Today is a much slower day. I discovered that field mice found my stash of T-shirts, so I've had to launder all of them. Once they are dry and cool, they go back in the box, but this time, I will put the lid on the box.

One of the problems with living near a large empty field and a park where half of it is left "wild" is that we get a lot of stray critters coming in - foxes, opossums, badgers, field mice, squirrels, moles, voles, birds of every kind (ducks, geese, pigeons, dove, redbirds, bluejays, blue birds, swallowtails, hawks, terns, seagulls, swallows, grackles, blackbirds, crows, ravens mockingbirds, cardinals, woodpeckers...), weird bugs, snakes, raccoons, muskrats (there's a large fishing pond at the park), field bunnies, and more. They try to get under the house, so all the under house vents are screened and wired. They try to get into the attic through the side louvers and eave vents, so all of those have to be screened and wired. And the mice get in no matter what. When they brush-hog the park and field, we'll always get an influx of mice. When the weather turns cold, we get an influx of mice. When the weather is wet for too long, we get mice. If it get really hot and dry for too long, we get mice.

They never stay long. Between the ferret, the dogs, and the cats, most of them die, and the rest abandon the house. But mice have short memories, and the next weather change brings a new round of mice.

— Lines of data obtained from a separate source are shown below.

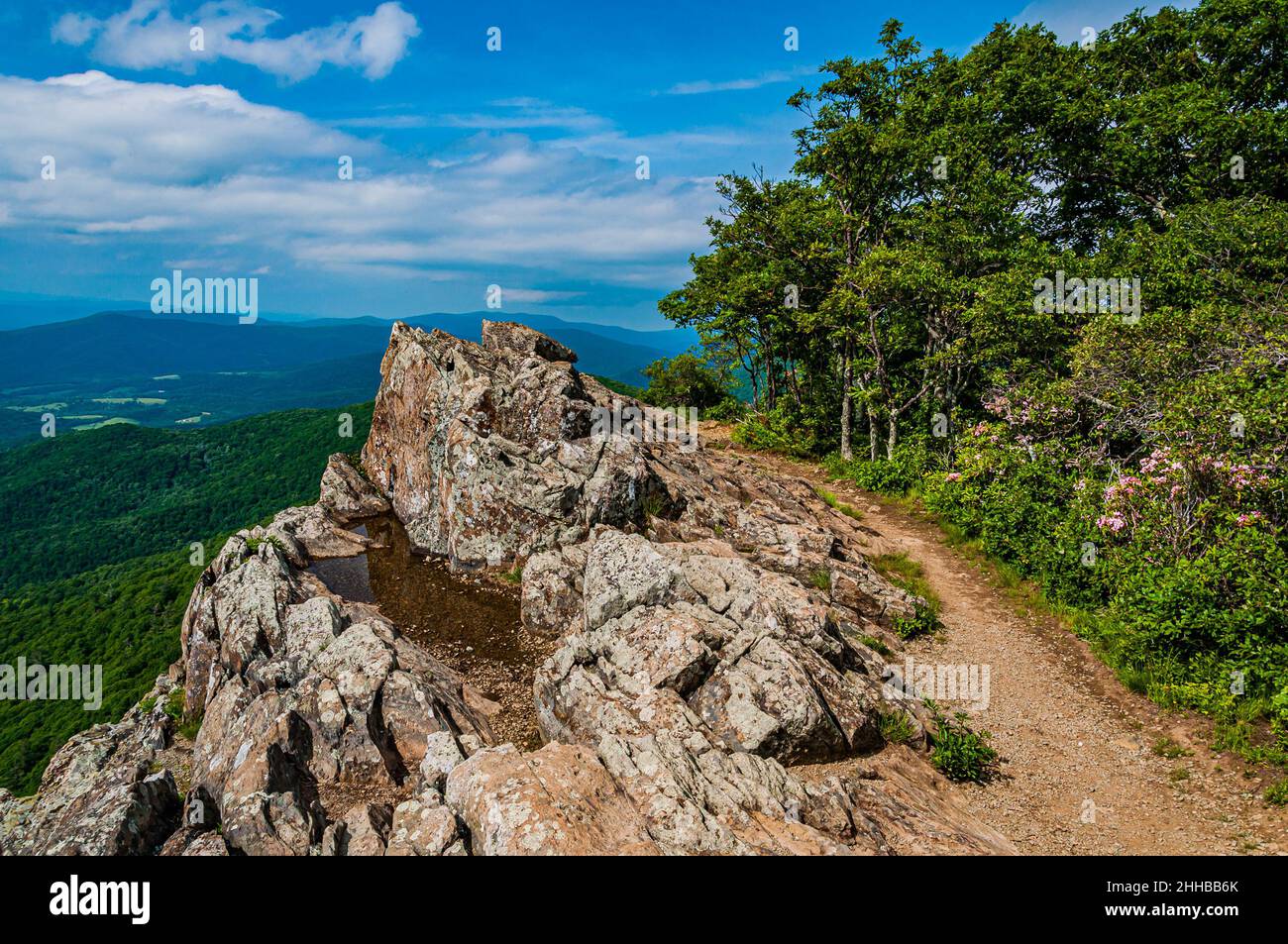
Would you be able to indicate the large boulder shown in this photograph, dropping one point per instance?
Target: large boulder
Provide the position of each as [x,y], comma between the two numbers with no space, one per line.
[301,693]
[487,451]
[101,794]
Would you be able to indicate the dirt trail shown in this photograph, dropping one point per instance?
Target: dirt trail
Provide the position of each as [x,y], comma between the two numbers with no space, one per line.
[1072,738]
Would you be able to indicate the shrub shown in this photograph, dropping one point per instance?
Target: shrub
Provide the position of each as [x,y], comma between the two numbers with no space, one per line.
[960,752]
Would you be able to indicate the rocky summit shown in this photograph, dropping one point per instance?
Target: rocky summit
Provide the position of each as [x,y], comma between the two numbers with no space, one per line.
[712,686]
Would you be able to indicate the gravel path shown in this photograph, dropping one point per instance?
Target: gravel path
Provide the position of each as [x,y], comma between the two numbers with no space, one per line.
[1080,772]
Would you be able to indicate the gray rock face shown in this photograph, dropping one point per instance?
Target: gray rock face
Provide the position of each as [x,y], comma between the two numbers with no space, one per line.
[699,668]
[347,493]
[98,796]
[301,693]
[485,451]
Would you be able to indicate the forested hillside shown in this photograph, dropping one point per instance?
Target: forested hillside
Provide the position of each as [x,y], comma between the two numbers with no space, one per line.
[95,562]
[1042,286]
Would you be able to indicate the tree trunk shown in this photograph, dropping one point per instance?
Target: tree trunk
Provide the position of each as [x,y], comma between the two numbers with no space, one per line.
[846,403]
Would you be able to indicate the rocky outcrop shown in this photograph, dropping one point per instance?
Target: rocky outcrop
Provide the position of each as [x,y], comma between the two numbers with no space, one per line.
[712,689]
[101,793]
[485,451]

I've learned to store boxed food in tight-sealing bins and glass jars because the mice will find it before the cats, dogs, and ferret find the mice.

Our dressers and drawers are set up so there's no open access to them so I haven't had any issues with mice in any of the drawers.

Why I never thought to seal the box the T-shirts were in is beyond me. When I took the sweatshirts and sweaters out of the box and put the T-shirts in, I should have put the lid on automatically, but I didn't. And then I set it on the floor of the closet and forgot about it until I laundered the NaNoWriMo T-shorts and wanted to put them in the box until next year and saw mouse droppings among the T-shirts.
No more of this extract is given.